We aren’t looking for ideal solutions. What’s important is how the potential candidate was thinking, the deck’s structure, and the language used.

Building such a deck requires an investment of time and resources, diving into the market and product research, so doing that gives us an excellent idea of the type of person we’re facing. On average, we have about three to four people getting to that stage, and then we select the best one.

Lightning-fast product localization

Despite the similarity between countries from the physical processes point of view, delivery is a process of moving goods from point A to point B everywhere. There is a multitude of specific regulations and details that require close attention.

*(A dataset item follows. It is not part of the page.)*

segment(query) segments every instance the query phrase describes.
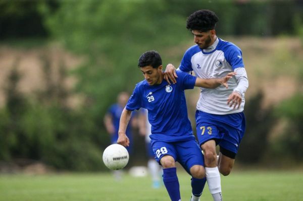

For example, there are simply no addresses in many places in India; instead, there are landmarks. Your app expects an ideal location, and the client leaves a note like “blue building to the right of the pharmacy.” This imposes restrictions on determining pick-up or drop-off points coordinates and consequently the calculation of client tariff.

Or, for example, Istanbul’s geography is very complex: it has eastern and western parts connected by a few bridges and tunnels. For us, it means that movements inside each area are much more accessible than transfers between them. The solution to this problem required the specific setting of our tariff system to make the courier’s remuneration fair independently of the direction the courier moves.

If you want to launch your business in a dozen countries, you need to be ready to localize all the critical parts of your business quickly.

In our case, we made all the landing pages on websites and applications customizable. Our tariff system with delivery zones and different fares for different types of transport is fully customizable. Thus, the entire framework for selling and supplying products in a new country takes less than one month and requires minimum attention from the development team. Most of the settings can be done by a local team.

A fully localized product doesn’t mean yet that product is ready to launch. If a client places an order, there is still no one who can fulfill the order. That’s why after product preparation, we launched the courier acquisition. After getting the minimum amount of registered couriers on the platform, you can start the client acquisition and perform the first actual operations.

It’s all in the name

Going international brought up the question about the name of the service: whether we should go with the name from the native market or we have to come up with the united international name, or we can make different names for different needs?

Because our target client is a business that needs to deliver goods inside its city, we decided that different local names would be more understandable to our target audience and trust them more. Looking ahead though… I will say we were wrong.

For example, when we opened in China, we made a brand specifically for the region. The Chinese are very fond of their local services, and sounding like a home-grown business worked well.

However… it turned out that people trust international services and organizations more than they do local ones within some cultures.

For an app, there are many synergies involved in terms of marketing, ad campaigns, app store positions, and user acquisition services that hinge on the existence of a common name, regardless of the region.

Starting with a new name in a new country, we needed to develop its recognisability from scratch, positions in search engines, and application stores. It took significantly longer in comparison if you start with the one united name everywhere.

Even if your clients aren’t moving from country to country like with Uber, you still benefit from being a global brand. That’s why eventually we’ve decided to rebrand all of our regional companies under a single name. It took a lot of effort but we still believe it was the right choice.

Looking back

We have started building an international company in 2016. Now, we have more than 80% of our operations coming from non-native markets. Building an international company is challenging, especially if your business is highly operational intensive: you need to automate processes with the scale as soon as possible to be effective.

And it’s all worth it. I believe in several years, my company will be in a row with huge international logistics giants.